US and Iraqi military officials say they are confident the worst days of sectarian violence will not return, even if there is a surge in insurgent activity. Iraqi troops are better equipped, better trained and more experienced now than they were in 2006. "I do believe they're ready," said Gen Ray Odierno, the top US commander in Iraq. "We've seen constant improvement in the security force, we've seen constant improvement in governance."

It is not a view shared by Salim Kazim, a 27-year-old unemployed resident of Sadr City, who said the Mahdi Army would have to return because of the worsening security situation. "It is very dangerous at the moment; al Qa'eda wants to target us and the Americans are happy if that happens because the Mahdi Army was always opposed to the [US] occupation. The Americans will pull out and leave al Qa'eda to kill us. The Mahdi Army will have to come back and protect the city. It is much more effective at doing that than the entire Iraqi army."

Mr al Sadr has publicly resisted calls to reform his military wing. On Friday, when two more bombs hit Baghdad, he urged his followers to continue a peaceful campaign for improved security and sovereignty. But his frustration with the US military was obvious and he accused it of having a hand in the attacks. Abu Mizher, the Sadr City vegetable seller, echoed the widely held belief here that US forces are deliberately trying to undermine Iraq's stability, as a pretext for retaining their military presence.

"Things are getting worse here and that is part of the American plan," he said. "They do not want things to be safe and secure here because then they will have to leave Iraq. If there are still attacks they will use that as an excuse to keep their soldiers here." The government has made it clear that private armies will not be tolerated. If the Mahdi Army does take to the streets again it can expect a sharp response from Iraqi troops, which will be able to call on US support should they need to. More than 130,000 US soldiers remain in Iraq and, although they intend to keep a low profile for the coming weeks, they are likely to carry out operations - even inside cities - with Iraqi forces in the future.

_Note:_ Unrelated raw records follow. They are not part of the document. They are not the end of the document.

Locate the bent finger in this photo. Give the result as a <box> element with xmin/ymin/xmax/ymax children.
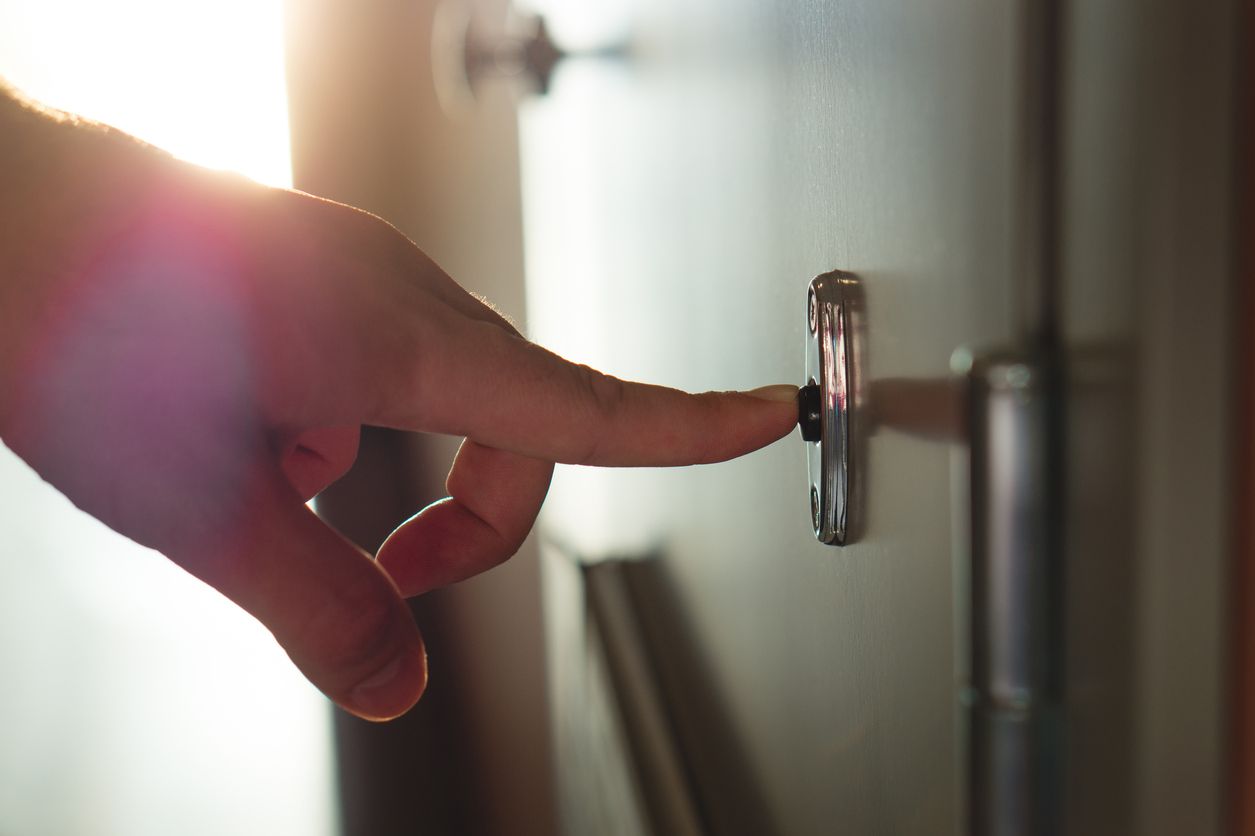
<box><xmin>376</xmin><ymin>440</ymin><xmax>553</xmax><ymax>598</ymax></box>
<box><xmin>177</xmin><ymin>463</ymin><xmax>427</xmax><ymax>721</ymax></box>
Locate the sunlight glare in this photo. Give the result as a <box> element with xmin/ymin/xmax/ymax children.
<box><xmin>0</xmin><ymin>0</ymin><xmax>293</xmax><ymax>187</ymax></box>
<box><xmin>0</xmin><ymin>3</ymin><xmax>334</xmax><ymax>835</ymax></box>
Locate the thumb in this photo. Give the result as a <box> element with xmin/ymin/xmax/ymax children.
<box><xmin>177</xmin><ymin>465</ymin><xmax>428</xmax><ymax>721</ymax></box>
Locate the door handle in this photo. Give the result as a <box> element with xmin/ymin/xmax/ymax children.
<box><xmin>796</xmin><ymin>279</ymin><xmax>1062</xmax><ymax>831</ymax></box>
<box><xmin>957</xmin><ymin>348</ymin><xmax>1061</xmax><ymax>836</ymax></box>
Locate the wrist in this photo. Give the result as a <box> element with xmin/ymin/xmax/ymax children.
<box><xmin>0</xmin><ymin>84</ymin><xmax>166</xmax><ymax>433</ymax></box>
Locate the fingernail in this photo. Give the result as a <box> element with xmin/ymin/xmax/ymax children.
<box><xmin>745</xmin><ymin>384</ymin><xmax>799</xmax><ymax>404</ymax></box>
<box><xmin>349</xmin><ymin>656</ymin><xmax>405</xmax><ymax>719</ymax></box>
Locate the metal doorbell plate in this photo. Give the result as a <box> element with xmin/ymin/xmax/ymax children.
<box><xmin>801</xmin><ymin>272</ymin><xmax>863</xmax><ymax>545</ymax></box>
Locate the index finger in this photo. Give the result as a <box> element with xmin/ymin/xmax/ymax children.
<box><xmin>370</xmin><ymin>317</ymin><xmax>798</xmax><ymax>466</ymax></box>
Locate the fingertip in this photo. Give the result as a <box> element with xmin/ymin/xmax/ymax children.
<box><xmin>326</xmin><ymin>572</ymin><xmax>429</xmax><ymax>721</ymax></box>
<box><xmin>696</xmin><ymin>387</ymin><xmax>799</xmax><ymax>462</ymax></box>
<box><xmin>737</xmin><ymin>386</ymin><xmax>803</xmax><ymax>436</ymax></box>
<box><xmin>296</xmin><ymin>579</ymin><xmax>429</xmax><ymax>721</ymax></box>
<box><xmin>376</xmin><ymin>496</ymin><xmax>518</xmax><ymax>599</ymax></box>
<box><xmin>376</xmin><ymin>444</ymin><xmax>552</xmax><ymax>599</ymax></box>
<box><xmin>255</xmin><ymin>499</ymin><xmax>428</xmax><ymax>722</ymax></box>
<box><xmin>341</xmin><ymin>635</ymin><xmax>429</xmax><ymax>721</ymax></box>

Nouri al Maliki, the Iraqi prime minister, has called on the country to remain united in the face of increasingly deadly attacks. Warning that extremists were trying to restart a sectarian war he insisted government forces were capable of facing the threat and defeating it, despite "some security violations". Today will be a national holiday and a cause for national celebration, he said, as the country moves closer to genuine sovereignty and independence.